FuelCell Energy (FCEL): FCEL shares jumped another three percent on Friday on high volume, continuing a run that has returned more than a thirty percent gain in just the opening weeks of the new year. No news was released in conjunction with last week's move, but investors have been encouraged by recent developments on the business front - notably the deal with Dominion Resources (D) to develop the largest fuel cell power project in North America - and by a modest insider buy last week. The recent move higher on large volume, the significant short interest and the company's positioning for the future will keep this stock as one to watch for the week.

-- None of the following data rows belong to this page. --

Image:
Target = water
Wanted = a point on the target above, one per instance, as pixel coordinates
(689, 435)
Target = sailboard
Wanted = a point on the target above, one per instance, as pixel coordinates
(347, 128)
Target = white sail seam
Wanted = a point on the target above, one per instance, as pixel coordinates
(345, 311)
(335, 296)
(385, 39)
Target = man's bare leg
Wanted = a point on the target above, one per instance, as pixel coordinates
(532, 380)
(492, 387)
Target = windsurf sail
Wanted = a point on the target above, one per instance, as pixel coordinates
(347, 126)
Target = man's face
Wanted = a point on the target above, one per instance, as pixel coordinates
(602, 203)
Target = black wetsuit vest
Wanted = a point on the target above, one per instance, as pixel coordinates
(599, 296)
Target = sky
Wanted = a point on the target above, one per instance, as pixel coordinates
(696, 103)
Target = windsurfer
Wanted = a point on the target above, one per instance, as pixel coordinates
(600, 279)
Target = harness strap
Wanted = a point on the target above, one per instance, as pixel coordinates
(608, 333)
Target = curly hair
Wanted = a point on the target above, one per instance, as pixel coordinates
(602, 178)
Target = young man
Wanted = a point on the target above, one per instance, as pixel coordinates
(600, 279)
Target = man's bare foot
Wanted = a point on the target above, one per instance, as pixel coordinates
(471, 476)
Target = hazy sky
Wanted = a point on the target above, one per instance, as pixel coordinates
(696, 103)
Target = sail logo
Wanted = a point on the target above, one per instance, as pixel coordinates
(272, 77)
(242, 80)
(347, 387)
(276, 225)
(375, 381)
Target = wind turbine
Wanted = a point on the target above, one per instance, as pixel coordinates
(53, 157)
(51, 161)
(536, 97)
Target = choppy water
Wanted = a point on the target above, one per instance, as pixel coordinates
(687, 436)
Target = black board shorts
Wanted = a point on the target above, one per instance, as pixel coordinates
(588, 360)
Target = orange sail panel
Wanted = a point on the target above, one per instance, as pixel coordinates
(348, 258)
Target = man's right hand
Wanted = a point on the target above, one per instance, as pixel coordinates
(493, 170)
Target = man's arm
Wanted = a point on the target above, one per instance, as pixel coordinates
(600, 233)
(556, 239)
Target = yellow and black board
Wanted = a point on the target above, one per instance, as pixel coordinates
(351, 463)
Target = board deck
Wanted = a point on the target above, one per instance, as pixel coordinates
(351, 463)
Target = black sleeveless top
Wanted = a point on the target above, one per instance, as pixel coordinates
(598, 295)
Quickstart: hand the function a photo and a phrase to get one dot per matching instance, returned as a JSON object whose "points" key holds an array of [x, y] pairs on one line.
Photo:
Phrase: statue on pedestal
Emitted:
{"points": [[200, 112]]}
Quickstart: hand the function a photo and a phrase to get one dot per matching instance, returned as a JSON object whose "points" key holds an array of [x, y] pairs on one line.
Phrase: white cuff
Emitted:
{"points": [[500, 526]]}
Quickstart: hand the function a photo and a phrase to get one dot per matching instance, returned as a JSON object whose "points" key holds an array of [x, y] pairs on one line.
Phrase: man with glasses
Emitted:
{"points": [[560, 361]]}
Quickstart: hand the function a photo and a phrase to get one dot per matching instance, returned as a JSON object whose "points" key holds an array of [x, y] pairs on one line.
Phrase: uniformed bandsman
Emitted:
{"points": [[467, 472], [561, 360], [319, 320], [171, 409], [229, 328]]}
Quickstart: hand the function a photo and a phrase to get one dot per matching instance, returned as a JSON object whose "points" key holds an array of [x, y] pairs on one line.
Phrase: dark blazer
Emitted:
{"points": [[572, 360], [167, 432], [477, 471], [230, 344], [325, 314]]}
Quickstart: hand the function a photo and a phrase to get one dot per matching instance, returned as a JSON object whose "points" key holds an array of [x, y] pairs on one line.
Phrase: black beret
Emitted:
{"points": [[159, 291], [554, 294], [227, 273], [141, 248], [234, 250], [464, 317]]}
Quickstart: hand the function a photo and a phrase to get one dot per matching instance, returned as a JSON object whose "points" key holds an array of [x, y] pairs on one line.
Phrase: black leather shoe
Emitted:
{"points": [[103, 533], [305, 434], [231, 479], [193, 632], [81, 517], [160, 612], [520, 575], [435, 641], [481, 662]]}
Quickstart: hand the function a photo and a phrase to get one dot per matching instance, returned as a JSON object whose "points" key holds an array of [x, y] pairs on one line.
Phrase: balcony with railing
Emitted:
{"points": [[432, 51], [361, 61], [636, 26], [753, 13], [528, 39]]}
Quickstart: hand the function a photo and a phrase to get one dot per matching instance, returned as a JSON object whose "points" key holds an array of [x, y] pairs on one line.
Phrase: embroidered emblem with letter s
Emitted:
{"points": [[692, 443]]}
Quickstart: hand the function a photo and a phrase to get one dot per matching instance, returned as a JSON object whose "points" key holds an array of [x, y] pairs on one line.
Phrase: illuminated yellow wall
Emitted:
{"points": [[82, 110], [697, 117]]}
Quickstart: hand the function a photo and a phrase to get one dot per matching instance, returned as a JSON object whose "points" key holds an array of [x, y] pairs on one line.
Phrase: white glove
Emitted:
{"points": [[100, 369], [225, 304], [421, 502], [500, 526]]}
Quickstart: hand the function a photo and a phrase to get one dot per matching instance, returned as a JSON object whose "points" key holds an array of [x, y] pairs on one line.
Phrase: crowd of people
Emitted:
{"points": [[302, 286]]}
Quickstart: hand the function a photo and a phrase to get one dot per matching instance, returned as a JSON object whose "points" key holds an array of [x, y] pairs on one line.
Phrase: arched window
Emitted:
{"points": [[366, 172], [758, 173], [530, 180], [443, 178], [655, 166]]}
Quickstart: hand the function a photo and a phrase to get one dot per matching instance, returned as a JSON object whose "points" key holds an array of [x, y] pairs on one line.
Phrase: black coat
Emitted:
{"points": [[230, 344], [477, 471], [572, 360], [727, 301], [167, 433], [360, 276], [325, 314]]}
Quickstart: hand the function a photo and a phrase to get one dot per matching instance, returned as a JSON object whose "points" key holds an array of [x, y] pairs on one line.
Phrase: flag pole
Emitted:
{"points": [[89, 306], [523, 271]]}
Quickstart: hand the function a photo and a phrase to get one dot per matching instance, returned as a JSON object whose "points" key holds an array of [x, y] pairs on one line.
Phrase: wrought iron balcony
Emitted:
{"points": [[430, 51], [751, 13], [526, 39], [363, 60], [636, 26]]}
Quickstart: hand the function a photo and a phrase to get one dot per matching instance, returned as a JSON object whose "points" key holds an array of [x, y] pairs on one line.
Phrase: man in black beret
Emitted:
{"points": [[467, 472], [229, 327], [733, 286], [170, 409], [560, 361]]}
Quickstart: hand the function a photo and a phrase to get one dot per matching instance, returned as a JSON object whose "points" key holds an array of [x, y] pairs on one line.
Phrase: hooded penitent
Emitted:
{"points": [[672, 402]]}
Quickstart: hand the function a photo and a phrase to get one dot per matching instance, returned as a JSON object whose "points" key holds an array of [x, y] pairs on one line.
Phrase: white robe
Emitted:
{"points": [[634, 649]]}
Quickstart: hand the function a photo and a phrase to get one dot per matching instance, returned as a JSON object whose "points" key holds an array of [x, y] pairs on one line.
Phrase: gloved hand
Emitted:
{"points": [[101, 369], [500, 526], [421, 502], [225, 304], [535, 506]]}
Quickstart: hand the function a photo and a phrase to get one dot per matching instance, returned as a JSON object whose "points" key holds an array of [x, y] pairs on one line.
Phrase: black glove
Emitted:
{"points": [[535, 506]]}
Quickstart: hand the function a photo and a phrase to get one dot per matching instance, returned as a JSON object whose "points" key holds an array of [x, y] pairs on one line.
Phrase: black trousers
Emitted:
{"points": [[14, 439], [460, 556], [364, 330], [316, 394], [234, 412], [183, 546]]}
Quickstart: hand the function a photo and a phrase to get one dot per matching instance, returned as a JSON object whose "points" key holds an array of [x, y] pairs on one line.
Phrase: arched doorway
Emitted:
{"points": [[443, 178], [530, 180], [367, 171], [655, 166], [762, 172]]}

Titan Pharmaceuticals (TTNP): After hovering for the better part of a year at levels nearly a third of the current share price, Titan started making noise late last year when the company landed a partner for Probuphine, a subcutaneous treatment for opioid addiction that is also being investigated for use in treating chronic pain. In December it was noted that a push towards two bucks may materialize as we awaiting an approval decision for Probuphine, especially with partnership news in the rear view mirror, and that move has taken shape during the opening week of 2013 as Titan closed Friday at $1.73. Apple Tree Partners, with whom Titan partnered, has a history in the sector of developing and then selling developmental companies such as TTNP, adding to the speculation that 2013 could turn into a pivotal year validation for the small company. The quick gains returned to TTNP investors over the past couple of months are minimal when compared to the run from a penny to over two dollars of a couple of years ago, but a clean triple is nothing to complain about. Titan's push higher last week and the pending FDA decision still has this one as a story to watch.
Roundup: Some less-than-appealing economic news from Europe did little to keep investors at bay on Monday as world markets pushed higher, positioning US markets to follow suit, barring any negative developments before the market open. Investors may also enjoy the encouraging forecasts regarding the US economy over the next couple of years that were making headlines during the morning hours, but it won't be long before earnings numbers and new data start trumping all else on the market wires. It should be an exciting week ahead for investors and traders alike - and we can all be thankful that talk of the trillion dollar coin has finally been put to rest. That plan had as much chance of coming to fruition as RG III's knee has at ever lasting a full season again.
Disclosure: Long FCEL, INO, AMRN, GE.